Moreover, representative government and transparency are recognized as key weapons in the fight against terrorism and political extremism. Yet the Musharraf government has made little progress with respect to democracy and human rights. Since his ascension to power through a military coup in 1999, Musharraf has declared himself president, amended the Pakistani constitution, and consolidated his grip on power through undemocratic means. The State Department's own 2003 human rights country report classified Pakistan's human rights record as "poor." If we choose to embrace Pakistan as a strategic ally, we must not squander our leverage to promote more positive internal change.
We must also remember that Musharraf's anti-democratic policies appear to have strengthened radical Islamist elements in his nation. Religious parties gained a significant number of seats in the October 2002 national elections because authorities enforced restrictions on more moderate government political opponents. As a result, an anti-U.S. coalition of religious parties, the Muttahida Majlis-e-Amal (MMA), now runs the Northwest Frontier Province on the tumultuous Afghan-Pakistan border, where Taliban and al-Qaeda forces are believed to be hiding.
While engagement with Pakistan is certainly warranted, the administration must make clear to Musharraf that his courageous choice to be "with us" and not "against us" on terrorism does not constitute a free pass on outstanding issues of importance to the U.S.-Pakistan relationship and the region. Like anyone in power, Musharraf has a vested interest in maintaining and extending his power. But, as his recent appearance on the U.S. Sunday talk show circuit attests, he also wants international acceptance. To this end, the administration's non-NATO ally designation is an investment in Pakistan.
But to bear fruit, this investment must aim to reach beyond the country's potential usefulness against al Qaeda and the Taliban.

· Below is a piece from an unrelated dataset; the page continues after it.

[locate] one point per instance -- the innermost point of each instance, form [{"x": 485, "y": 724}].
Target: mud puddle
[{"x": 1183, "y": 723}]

While greater cooperation on nuclear proliferation and a real political commitment to resolve the Kashmir conflict with India are clear imperatives, internal reforms are also vital in ultimately diminishing the threat of terrorism from the region.
Most important, our partnership should not be just a short-term marriage of convenience. As Richard Clarke points out in his book, Against All Enemies, our support for Pakistan and Afghanistan during the 1980s helped indigenous forces to defeat the Soviets, precipitating an end to the Cold War. But the unintended consequence of our narrow policy approach was the start of a jihadist movement that reached its apex on Sept. 11. For our own security, and for the ultimate benefit of the Pakistani people, our alliance this time around must include a real roadmap back to democracy and transparency.
Mirna Galic is a national security analyst at the Center for American Progress.